Aber vielleicht wäre es dem Autor lieber, wenn ich jeden Samstag unter Knattern einen sterilen Rasen mähen würde. Die giftfreie Nahrung vom Grossverteiler gönne ich ihm. Sollte es ihn jemals an die Goldküste verschlagen, offeriere ich ihm gerne eine selbst angebaute Tomate.

Nick Bertschinger, Feldmeilen

Ich bin ein Fan eurer Zeitung, und vieles, was in der WOZ gedruckt wird, ist nirgends sonst in dieser Form zu lesen. Eure Sommerserie «Der totale Ablöscher» erstaunt mich umso mehr – zumal der Anspruch besteht, Wut und Zorn aus der rechten Ecke zu holen, um ihn wieder Treibstoff für die Verbesserung der Welt werden zu lassen. Was dann kommt, ist leider weit davon entfernt. Es gäbe so viel in dieser Welt, das Empörung verdient. Dass das Gärtnern eine bürgerliche Tugend war und von englischen Kolonialherren betrieben wurde, hat doch nichts damit zu tun, was viele Gartenprojekte an sozialer Gemeinschaft generieren. Jeder noch so «bünzlige» Schrebergarten trägt mehr zur Integration bei als manches Integrationsprojekt. Natürlich hat vieles, was zurzeit falsch läuft, vor Jahrtausenden mit der Agrarrevolution begonnen, aber da kommen wir leider nicht mehr hin.

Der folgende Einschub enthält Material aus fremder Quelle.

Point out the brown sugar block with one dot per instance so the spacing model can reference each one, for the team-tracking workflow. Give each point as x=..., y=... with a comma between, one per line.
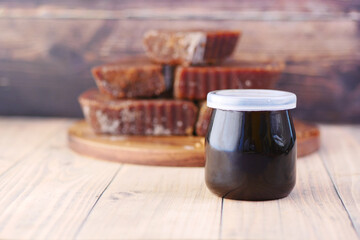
x=189, y=47
x=132, y=77
x=195, y=82
x=138, y=117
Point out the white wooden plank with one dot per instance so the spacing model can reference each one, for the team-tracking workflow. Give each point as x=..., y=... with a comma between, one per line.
x=51, y=191
x=312, y=211
x=20, y=136
x=155, y=203
x=341, y=156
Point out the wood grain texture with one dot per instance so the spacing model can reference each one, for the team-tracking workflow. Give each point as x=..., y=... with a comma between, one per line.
x=313, y=209
x=341, y=159
x=48, y=192
x=176, y=151
x=51, y=190
x=155, y=203
x=259, y=5
x=47, y=50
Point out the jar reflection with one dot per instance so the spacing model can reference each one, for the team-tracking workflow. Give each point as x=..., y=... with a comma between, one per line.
x=250, y=155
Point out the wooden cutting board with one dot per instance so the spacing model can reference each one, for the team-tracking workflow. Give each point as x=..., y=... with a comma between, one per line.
x=178, y=151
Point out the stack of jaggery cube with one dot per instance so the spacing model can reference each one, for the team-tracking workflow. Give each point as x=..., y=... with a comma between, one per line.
x=161, y=93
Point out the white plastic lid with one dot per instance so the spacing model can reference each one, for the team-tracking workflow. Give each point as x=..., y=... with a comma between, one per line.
x=251, y=100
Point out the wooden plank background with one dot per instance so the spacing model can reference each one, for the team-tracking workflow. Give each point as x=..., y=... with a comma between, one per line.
x=48, y=47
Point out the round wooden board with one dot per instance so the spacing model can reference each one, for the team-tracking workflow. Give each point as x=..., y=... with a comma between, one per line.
x=178, y=151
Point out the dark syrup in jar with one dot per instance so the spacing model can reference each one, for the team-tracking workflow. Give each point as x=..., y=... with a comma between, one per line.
x=251, y=155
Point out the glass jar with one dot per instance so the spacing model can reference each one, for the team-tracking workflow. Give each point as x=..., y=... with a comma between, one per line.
x=251, y=144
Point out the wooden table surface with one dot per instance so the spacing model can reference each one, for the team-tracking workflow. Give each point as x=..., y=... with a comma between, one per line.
x=47, y=191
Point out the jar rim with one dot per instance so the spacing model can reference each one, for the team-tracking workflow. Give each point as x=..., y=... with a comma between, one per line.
x=251, y=100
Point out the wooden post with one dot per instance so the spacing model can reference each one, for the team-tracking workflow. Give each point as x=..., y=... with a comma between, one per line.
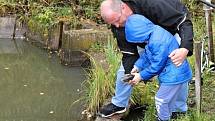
x=197, y=48
x=209, y=30
x=14, y=29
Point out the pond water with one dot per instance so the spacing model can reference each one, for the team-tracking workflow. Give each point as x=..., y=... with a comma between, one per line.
x=34, y=87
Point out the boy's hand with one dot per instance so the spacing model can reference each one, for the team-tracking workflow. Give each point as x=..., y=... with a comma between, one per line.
x=136, y=79
x=178, y=55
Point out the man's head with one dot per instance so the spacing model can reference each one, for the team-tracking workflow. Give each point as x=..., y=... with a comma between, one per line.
x=115, y=12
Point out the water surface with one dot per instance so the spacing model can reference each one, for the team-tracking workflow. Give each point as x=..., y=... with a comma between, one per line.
x=34, y=87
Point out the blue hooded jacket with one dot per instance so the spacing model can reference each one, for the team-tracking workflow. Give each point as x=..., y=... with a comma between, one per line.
x=154, y=60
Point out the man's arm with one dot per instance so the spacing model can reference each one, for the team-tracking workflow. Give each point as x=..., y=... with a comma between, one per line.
x=129, y=50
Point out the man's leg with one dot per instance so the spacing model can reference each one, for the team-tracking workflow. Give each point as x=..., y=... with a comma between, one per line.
x=165, y=96
x=123, y=90
x=122, y=95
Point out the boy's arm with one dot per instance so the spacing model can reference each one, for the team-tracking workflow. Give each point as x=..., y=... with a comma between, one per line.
x=159, y=58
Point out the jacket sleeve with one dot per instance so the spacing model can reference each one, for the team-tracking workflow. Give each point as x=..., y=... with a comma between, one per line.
x=142, y=62
x=186, y=33
x=171, y=15
x=129, y=50
x=158, y=60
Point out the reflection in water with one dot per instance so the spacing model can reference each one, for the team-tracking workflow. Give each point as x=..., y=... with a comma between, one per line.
x=35, y=88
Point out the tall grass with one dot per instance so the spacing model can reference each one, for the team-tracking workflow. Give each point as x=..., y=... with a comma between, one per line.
x=100, y=82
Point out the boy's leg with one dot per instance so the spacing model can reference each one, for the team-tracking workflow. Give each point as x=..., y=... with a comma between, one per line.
x=122, y=95
x=180, y=106
x=165, y=96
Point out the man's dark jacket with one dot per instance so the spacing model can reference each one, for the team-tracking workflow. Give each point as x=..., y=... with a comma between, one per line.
x=172, y=15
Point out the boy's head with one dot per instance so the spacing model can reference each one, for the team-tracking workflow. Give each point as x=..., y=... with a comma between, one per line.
x=138, y=28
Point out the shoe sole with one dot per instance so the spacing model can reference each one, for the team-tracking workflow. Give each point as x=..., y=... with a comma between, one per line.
x=118, y=112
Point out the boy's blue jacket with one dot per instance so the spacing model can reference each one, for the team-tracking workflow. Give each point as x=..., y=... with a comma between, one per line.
x=155, y=60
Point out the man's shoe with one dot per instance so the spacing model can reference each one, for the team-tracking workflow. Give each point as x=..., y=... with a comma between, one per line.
x=176, y=115
x=111, y=109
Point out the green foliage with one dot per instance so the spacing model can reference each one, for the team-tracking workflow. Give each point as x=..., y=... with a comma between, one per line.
x=100, y=84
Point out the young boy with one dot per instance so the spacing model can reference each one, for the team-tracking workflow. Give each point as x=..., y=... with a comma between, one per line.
x=155, y=61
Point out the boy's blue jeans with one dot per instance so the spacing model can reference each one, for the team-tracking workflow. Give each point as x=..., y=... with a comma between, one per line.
x=123, y=93
x=169, y=99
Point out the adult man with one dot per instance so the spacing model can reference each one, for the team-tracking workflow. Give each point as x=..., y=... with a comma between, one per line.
x=169, y=14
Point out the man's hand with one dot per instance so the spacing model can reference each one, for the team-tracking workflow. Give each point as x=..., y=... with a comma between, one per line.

Schade, dass die Empörung auf ein Thema fällt, das in Zeiten der Individualisierung einen gewissen sozialen Austausch schafft. Die gärtnernde Millionärsgattin mit Urban Gardening gleichzusetzen, dünkt mich schon fast geschmacklos. Nebenbei: Jeder, der einmal einen Garten angelegt hat, versteht doch eine Grundlage der Kapitalismuskritik: «Endloses Wachstum gibt es nicht!»

Um mit Lob zu enden: Die Illustrationen zur Serie sind sehr hübsch, und der Artikel zum Doppeladler ist grossartig und auf den Punkt gebracht.